Applied Computation 274 - Computational Fluid Dynamics. David Knezevic, Lecturer. Spring Term, Tues/Thurs 10-11:30 AM.
A theoretical and practical introduction to the key tools in computational fluid dynamics. The course will examine a range of numerical algorithms relevant to fluids modeling, analyzing the stability, convergence and accuracy of each. Students will implement an extensive range of CFD algorithms. Topics include the hyperbolic partial differential equations and conservation laws, with a focus on numerical discretization via finite volume methods, followed by simulation of viscous incompressible fluids via the finite element method.
Applied Computation 275 - Computational Design of Materials. Sadasivan Shankar and Brad Malone. Fall term, Mon/Weds 2:30-4 pm.
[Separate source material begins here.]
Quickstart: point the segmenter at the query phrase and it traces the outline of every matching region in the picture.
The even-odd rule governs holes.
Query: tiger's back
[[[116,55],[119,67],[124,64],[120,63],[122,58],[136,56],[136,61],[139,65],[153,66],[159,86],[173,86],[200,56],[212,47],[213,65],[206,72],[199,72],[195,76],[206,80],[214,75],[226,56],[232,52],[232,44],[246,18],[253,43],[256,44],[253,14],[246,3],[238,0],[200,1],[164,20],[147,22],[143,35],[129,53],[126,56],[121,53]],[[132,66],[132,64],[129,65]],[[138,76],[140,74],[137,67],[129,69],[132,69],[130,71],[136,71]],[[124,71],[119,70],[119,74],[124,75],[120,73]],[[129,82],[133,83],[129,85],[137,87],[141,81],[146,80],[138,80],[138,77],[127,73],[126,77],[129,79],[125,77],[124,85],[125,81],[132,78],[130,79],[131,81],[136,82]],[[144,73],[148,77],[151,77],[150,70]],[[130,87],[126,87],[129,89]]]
This course will provide the background and an extensive set of examples showing how computational methods are applied to modern design of materials with desired functionality. The methods will span multiple length and time scales, including molecular dynamics simulations, first-principles approaches, stochastic methods for optimization and sampling, and continuum elasticity theory. Examples will include problems in electronic and photonic devices, materials for energy conversion, storage, and environmental protection, and those related to mechanical strength of materials.
Applied Computation 298r - Interdisciplinary Seminar in Computational Science and Engineering. Efthimios Kaxiras, Professor, and Daniel Weinstock, Lecturer. Spring term, Fri 12–3 PM.
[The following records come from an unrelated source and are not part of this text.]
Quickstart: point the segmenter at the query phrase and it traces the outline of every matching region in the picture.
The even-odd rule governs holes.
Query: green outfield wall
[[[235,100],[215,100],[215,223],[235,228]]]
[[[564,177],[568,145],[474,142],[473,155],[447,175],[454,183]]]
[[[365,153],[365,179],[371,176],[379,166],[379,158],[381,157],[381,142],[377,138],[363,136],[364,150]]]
This course, centered on the IACS seminar series, will provide broad exposure to cutting-edge topics, applications and unifying concepts in Computational Science and Engineering. Students will read, present and discuss journal articles related to IACS talks, attend the seminars and meet with visiting speakers. Topics to be explored will range from data science to computational approaches to cancer.
The CSE Program Committee has approved the following courses for inclusion as AM and CS electives in SM, ME, and Secondary Field plans of study. This list is not meant to limit students' elective choices. In particular, students who have taken a course listed here (or its equivalent) and wish deeper exploration are encouraged to propose more advanced courses.
|Approved CSE Applied Math electives|
|AM 201 Physical Mathematics I||fall|
|AM 202 Physical Mathematics II||spring|
|AM 221 Advanced Optimization||fall|
|AC 274 Computational Modeling of Fluids and Soft Matter||fall|
|AC 275 Computational Design of Materials||spring|
|STATS 210 Probability Theory and Statistical Inference I||fall|
|STATS 220 Bayesian Data Analysis||fall|
|STATS 221 Statistical Computing and Learning||fall|
|STATS 225 Spatial Statistics||spring|
|STATS 285r Statistical Machine Learning||spring|
|Approved CSE Computer Science electives|
|AC 209 Data Science*||fall|
|CS 221 Computational Complexity||spring|
|CS 222 Algorithms at the Ends of the Wire||fall|
|CS 226r Efficient Algorithms||fall|
|CS 228 Computational Learning Theory||spring|
|CS 246 Advanced Computer Architecture||fall|
|CS 262 Distributed Computing||spring|
|CS 281 Advanced Machine Learning||fall|
*graduate-level course also taught concurrently as CS 109 and STATS 121.